Paper Structure (24 sections, 6 equations, 10 figures, 5 tables)

This paper contains 24 sections, 6 equations, 10 figures, 5 tables.

Figures (10)

  • Figure 1: The diagram illustrates the correlation between the contact pattern and the hip speed of a walking sequence from the STYLE100 Dataset. The "z" axis of our frame points to the character's forward-facing direction and the "x" axis points to the character's left, both in the local coordinate system at the current frame. In the middle (contact timing), there are two rows of bars (light blue and blue). The top bars represent the left foot contact duration and the bottom ones represent the right foot. The first row shows the "z" component of the hip velocity, in which there is a peak value when the foot makes contact with the ground. The curve in the third row depicts the "x" component of the hip velocity, with orange and light blue rectangles representing left and right foot contact duration, respectively. The "x" component of the hip velocity decreases (increase in negative "x" axis) during the right leg contact, and increases during the left leg contact.
  • Figure 2: Overview of our pipeline. The grey blocks represent the data and others indicate the network.
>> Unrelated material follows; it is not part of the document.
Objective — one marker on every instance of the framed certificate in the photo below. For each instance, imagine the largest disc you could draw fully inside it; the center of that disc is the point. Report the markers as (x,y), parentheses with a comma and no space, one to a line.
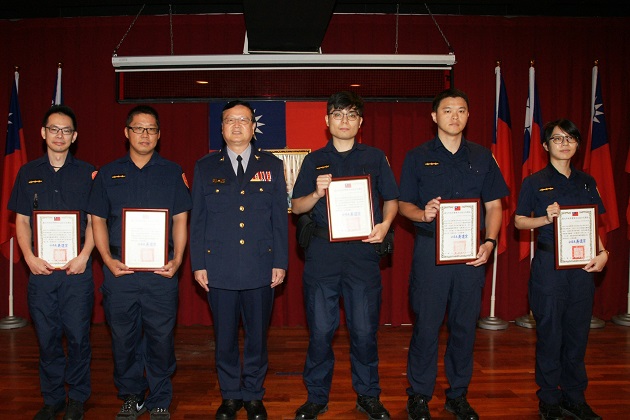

Trapezium shapes indicate the presence of downsampling and upsampling in the network. The snowflake symbol denotes the manifold decoder is frozen. Note that only the hip velocity of $M_h$ is used as an input to Trajectory CNNs (see Appendix for details).
  • Figure 3: Overview of our CVAE. The in a circle represents the global positional embedding.
  • Figure 4: Our method allows users to control trajectory, contact timing, and style of motions separately or jointly. To improve visibility, we intentionally increase the spatial distance between two adjacent skeletons. Blue skeletons represent the frames when the character makes contact with the ground, while orange skeletons represent the midpoint between two blue frames. Our method allows for separate interpolation of style (first row), contact timing (second row), and trajectory (third row). The latent style/contact/trajectory space interpolation parameter here varies from content sequence (0.0) to target sequence (1.0).
  • Figure 5: Our method allows changing the trajectory by scaling the magnitude of the hip velocity (Scale 0.5, Scale 1.0, and Scale 1.5), as well as changing the trajectory and contact timing at the same time by setting its hip velocity from another motion (change trajectory + contact timing). In this setting, all results are transferred to the "high knees" style.